U.S. Senator Jeff Bingaman today chaired a Senate hearing discussing his legislation to designate Manhattan Project sites around the country as a National Historical Park. U.S. Senator Tom Udall is a cosponsor of the bill.
At the hearing, Herbert Frost, the associate director of the Natural Resources Stewardship and Science, said the Obama administration supports the Manhattan Project bill.
"The development of the atomic bomb through the Manhattan Project was one of the most transformative events in our nation's history: it ushered in the atomic age, changed the role of the United States in the world community, and set the stage for the Cold War. This legislation would enable the National Park Service to work in partnership with Department of Energy to ensure the preservation of key resources associated with the Manhattan Project and to increase public awareness and understanding of this consequential effort," Frost said in his written testimony before the Senate Energy and Natural Resources' Subcommittee on National Parks.

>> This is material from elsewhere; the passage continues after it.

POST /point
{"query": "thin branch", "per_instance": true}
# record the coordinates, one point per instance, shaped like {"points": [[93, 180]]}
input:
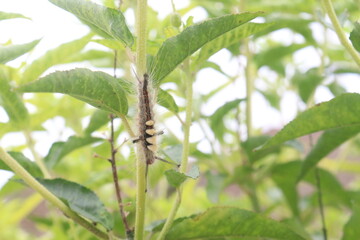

The legislation stems from the findings of a report prepared by the National Park Service and the Department of Energy that says the best way to preserve and interpret the Manhattan Project is for Congress to establish a national historical park at the three sites where much of the critical scientific activity associated with the project occurred: Los Alamos, Oak Ridge (TN) and Hanford (WA).
"The Manhattan Project, the top secret effort to create an atomic bomb during World War II, has been described as the single most significant event of the 20th Century. While its legacy is complicated, it changed the course of history and is of national and international significance, and for those reasons I believe it is important for future generations to learn from it. By establishing the sites in Los Alamos, Hanford, and Oak Ridge as a national park, it is my hope that visitors will soon have improved public access and a better understanding of the historical significance of the Manhattan Project," Bingaman said.
"The administration's support of this effort is indicative of the Manhattan Project's impact on our country," said Udall. "What transpired in the Jemez Mountain range marked a powerful and emotional turning point in history that a National Park would help generations of people to better understand."
Bingaman plans to schedule a vote in the Senate Energy and Natural Resources Committee in the coming weeks.